Thanks. Even though I am not currently living there, I know quite a bit about the fishing down there and a lot about the piers, creeks, and surf. Who to talk to and what-not. Kinda wish I was down south somewhere tearing up some big fat winter trout right now. Too cold back in the VA mountains.


----------



## sharkbite (Jun 8, 2001)

Congrats Emanuel! You headed back south anytime soon? I'm moving down to West end NC in a few weeks, which is about an hour and a half from Myrtle beach. Would love to get together and do some fishin


----------



## emanuel (Apr 2, 2002)

Well, I am in Savannah, GA right now and may be here through the summer. There's a good chance I might come up to Myrtle Beach sometime in the next few months, but if you ever want to come down to Savannah, I can put you on some nice fish.


----------



## stingray (Jan 5, 2003)

emanuel. I have fished HHI on the surf several times . Have caught trout(1),whiting, Catfish(UGH),Eel(1),rays,croakers,Hammers,Blacktips,and Sands. Had one fish on for two hours on 20 lb. Maybe cobia because it did not bite my line off much sooner. Have been using 10 ft. rods which aretoo stiff to cast without throwing off bait when going for disstance . Could you recommend a rod heavy enough to handle 20 to 30 line that is easier to cast for distance? Also would like any info on type of line and hooks to usein the surf there . I Guess the best bait to use is what we can catch in the surf with a cast net. I usually start with Squid when I cannot catch Bait . Also do you like Fireline? Thanks Steve


----------



## emanuel (Apr 2, 2002)

I've never used Fireline since I am a cheap [email protected]@rd who won't shell out that much money. I used Spiderwire on a little Shakespeare spinning reel, 12lb test and I've had that line on there for 2 years and it still works great. I use that for spadefish, croaker, whiting, trout, sheepshead, flounder, and black drum around the piers and rocks. 

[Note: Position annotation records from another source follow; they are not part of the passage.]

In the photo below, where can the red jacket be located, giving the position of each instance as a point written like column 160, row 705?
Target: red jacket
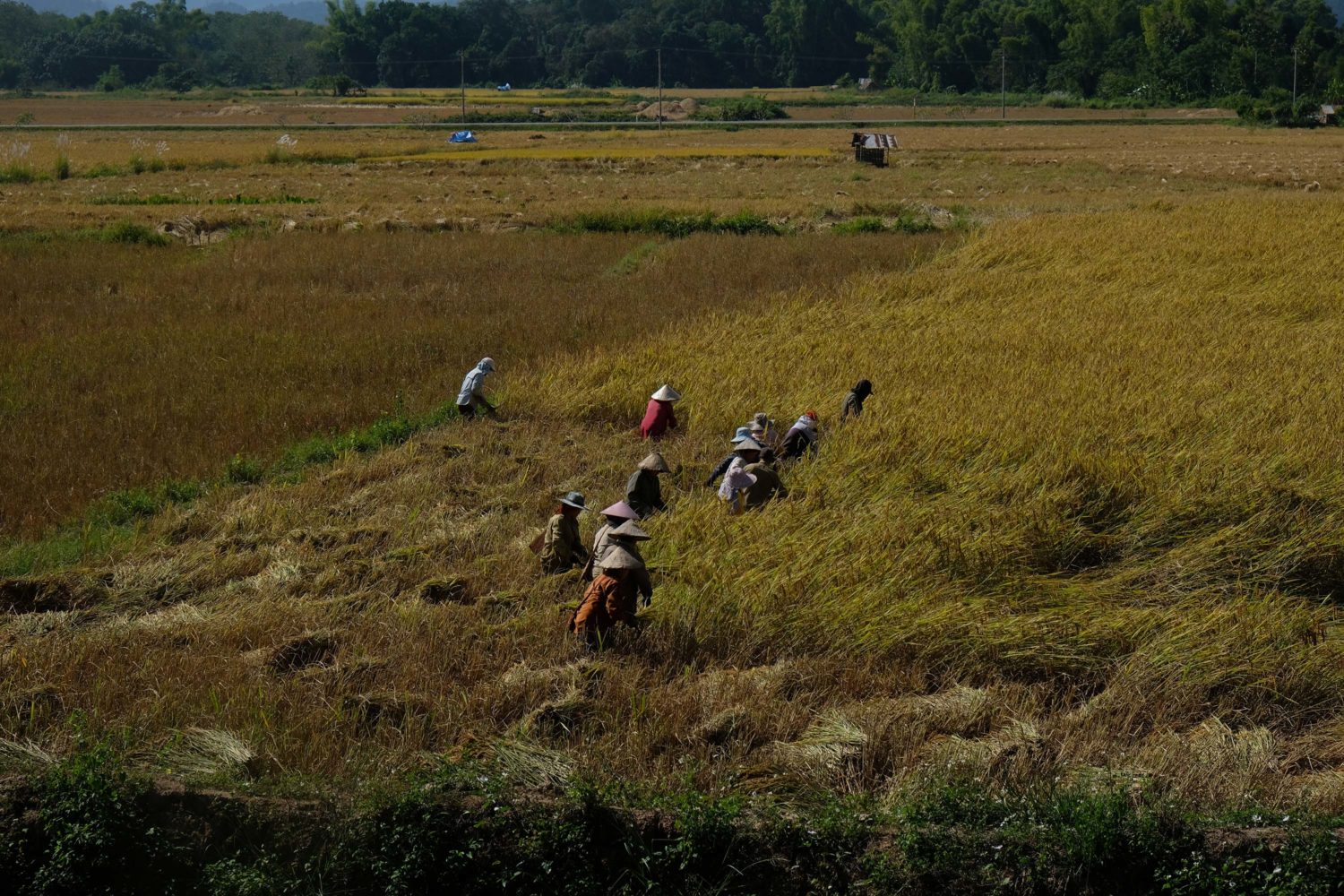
column 658, row 419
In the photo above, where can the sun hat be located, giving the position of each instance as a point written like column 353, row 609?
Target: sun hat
column 629, row 530
column 655, row 463
column 738, row 478
column 621, row 511
column 620, row 559
column 749, row 445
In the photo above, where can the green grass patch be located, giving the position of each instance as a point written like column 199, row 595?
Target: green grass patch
column 93, row 823
column 633, row 260
column 116, row 517
column 667, row 223
column 16, row 174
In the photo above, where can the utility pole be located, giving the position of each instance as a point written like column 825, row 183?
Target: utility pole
column 1295, row 78
column 1003, row 83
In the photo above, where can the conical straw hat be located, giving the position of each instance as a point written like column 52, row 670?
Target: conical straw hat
column 629, row 530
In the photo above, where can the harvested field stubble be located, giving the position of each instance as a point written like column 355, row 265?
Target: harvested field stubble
column 1089, row 530
column 125, row 366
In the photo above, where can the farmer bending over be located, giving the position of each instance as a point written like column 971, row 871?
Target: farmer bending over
column 616, row 516
column 659, row 417
column 561, row 547
column 642, row 492
column 473, row 390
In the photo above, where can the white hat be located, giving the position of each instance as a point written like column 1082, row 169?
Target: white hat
column 620, row 559
column 621, row 511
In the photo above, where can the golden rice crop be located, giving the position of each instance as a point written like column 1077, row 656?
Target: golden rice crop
column 615, row 153
column 1088, row 528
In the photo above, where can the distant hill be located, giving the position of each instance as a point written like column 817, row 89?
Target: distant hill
column 306, row 10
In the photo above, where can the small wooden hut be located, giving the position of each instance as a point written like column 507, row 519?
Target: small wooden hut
column 873, row 148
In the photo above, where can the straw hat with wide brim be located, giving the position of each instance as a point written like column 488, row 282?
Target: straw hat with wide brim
column 621, row 511
column 655, row 463
column 629, row 530
column 620, row 559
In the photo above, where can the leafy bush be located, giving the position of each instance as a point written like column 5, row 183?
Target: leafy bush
column 741, row 109
column 244, row 470
column 1276, row 108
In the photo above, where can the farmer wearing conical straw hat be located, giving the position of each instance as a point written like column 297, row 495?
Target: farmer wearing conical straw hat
column 801, row 438
column 616, row 514
column 472, row 394
column 738, row 438
column 562, row 548
column 734, row 489
column 626, row 538
column 612, row 598
column 642, row 492
column 659, row 417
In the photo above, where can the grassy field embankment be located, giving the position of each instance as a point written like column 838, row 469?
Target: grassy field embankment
column 1086, row 543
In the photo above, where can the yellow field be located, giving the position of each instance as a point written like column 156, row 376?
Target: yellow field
column 1089, row 533
column 613, row 153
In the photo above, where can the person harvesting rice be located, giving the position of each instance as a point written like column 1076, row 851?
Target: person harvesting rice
column 801, row 438
column 472, row 394
column 616, row 516
column 562, row 549
column 612, row 598
column 659, row 416
column 642, row 492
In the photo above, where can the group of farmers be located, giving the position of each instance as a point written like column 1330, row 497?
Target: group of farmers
column 747, row 478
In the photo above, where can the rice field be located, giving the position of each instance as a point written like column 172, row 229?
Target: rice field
column 1086, row 535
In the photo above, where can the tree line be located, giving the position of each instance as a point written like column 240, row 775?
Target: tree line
column 1116, row 50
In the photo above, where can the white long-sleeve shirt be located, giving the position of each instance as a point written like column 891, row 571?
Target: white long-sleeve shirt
column 473, row 386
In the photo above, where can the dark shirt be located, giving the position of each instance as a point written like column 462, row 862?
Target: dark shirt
column 644, row 495
column 719, row 470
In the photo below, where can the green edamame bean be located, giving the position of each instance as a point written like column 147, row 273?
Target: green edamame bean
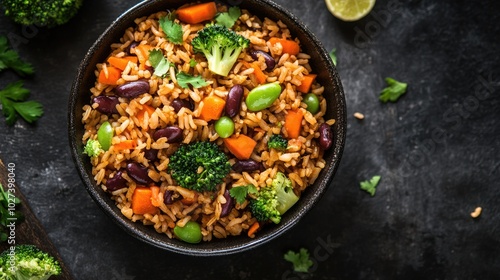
column 190, row 233
column 224, row 127
column 104, row 135
column 312, row 103
column 263, row 96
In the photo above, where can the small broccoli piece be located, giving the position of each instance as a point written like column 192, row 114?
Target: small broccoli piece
column 274, row 200
column 28, row 262
column 199, row 166
column 48, row 13
column 221, row 46
column 92, row 148
column 276, row 141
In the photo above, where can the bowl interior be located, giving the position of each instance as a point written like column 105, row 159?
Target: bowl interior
column 327, row 76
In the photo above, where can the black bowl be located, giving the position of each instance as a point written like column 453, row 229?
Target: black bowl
column 327, row 76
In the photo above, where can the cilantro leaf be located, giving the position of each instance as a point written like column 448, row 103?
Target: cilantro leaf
column 183, row 79
column 10, row 59
column 333, row 56
column 240, row 193
column 371, row 185
column 300, row 260
column 13, row 99
column 159, row 63
column 393, row 91
column 229, row 18
column 171, row 29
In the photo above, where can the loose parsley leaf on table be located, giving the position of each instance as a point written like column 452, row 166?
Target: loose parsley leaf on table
column 333, row 56
column 393, row 91
column 10, row 59
column 13, row 100
column 159, row 63
column 183, row 79
column 229, row 18
column 172, row 29
column 370, row 186
column 300, row 260
column 240, row 193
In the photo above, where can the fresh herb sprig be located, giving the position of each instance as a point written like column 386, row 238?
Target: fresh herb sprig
column 8, row 214
column 14, row 103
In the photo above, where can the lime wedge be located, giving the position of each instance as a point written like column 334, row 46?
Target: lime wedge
column 349, row 10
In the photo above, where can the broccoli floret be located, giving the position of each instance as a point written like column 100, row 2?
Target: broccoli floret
column 92, row 148
column 276, row 141
column 28, row 262
column 274, row 200
column 47, row 13
column 221, row 46
column 199, row 166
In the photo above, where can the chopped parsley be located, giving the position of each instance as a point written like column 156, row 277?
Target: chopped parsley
column 184, row 79
column 393, row 91
column 240, row 193
column 333, row 56
column 10, row 59
column 300, row 260
column 13, row 100
column 172, row 30
column 229, row 18
column 159, row 63
column 370, row 186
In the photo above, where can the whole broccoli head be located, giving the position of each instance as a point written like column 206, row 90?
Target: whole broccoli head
column 199, row 166
column 274, row 200
column 28, row 262
column 276, row 141
column 221, row 46
column 47, row 13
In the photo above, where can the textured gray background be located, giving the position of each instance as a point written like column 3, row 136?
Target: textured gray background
column 436, row 150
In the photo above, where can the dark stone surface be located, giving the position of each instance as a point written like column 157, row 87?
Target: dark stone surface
column 436, row 150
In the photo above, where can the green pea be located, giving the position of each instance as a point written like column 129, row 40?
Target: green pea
column 224, row 127
column 104, row 135
column 263, row 96
column 312, row 103
column 190, row 233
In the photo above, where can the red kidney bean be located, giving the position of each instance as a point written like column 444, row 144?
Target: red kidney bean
column 233, row 101
column 151, row 154
column 131, row 46
column 139, row 173
column 107, row 104
column 117, row 182
column 270, row 62
column 248, row 165
column 167, row 197
column 173, row 134
column 228, row 206
column 325, row 136
column 132, row 89
column 178, row 104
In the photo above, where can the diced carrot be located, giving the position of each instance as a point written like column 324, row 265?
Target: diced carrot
column 197, row 13
column 141, row 201
column 306, row 84
column 253, row 228
column 240, row 146
column 142, row 53
column 289, row 46
column 145, row 108
column 259, row 74
column 212, row 108
column 155, row 196
column 293, row 123
column 125, row 145
column 121, row 62
column 111, row 77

I don't have much experience throwing for distance as I usually fish from piers. I have a Quantum Trophy 7' rod (Wal-Mart Special) that I can chuck lead a decent distance with. I've used that to pull in 4ft sharks, lot's of big sting rays, one of which was about 4' across. I use 20lb test on that, and 20 is usually as high as I go when it comes to line. Perhaps it's the fun of light tackle, big fish.


----------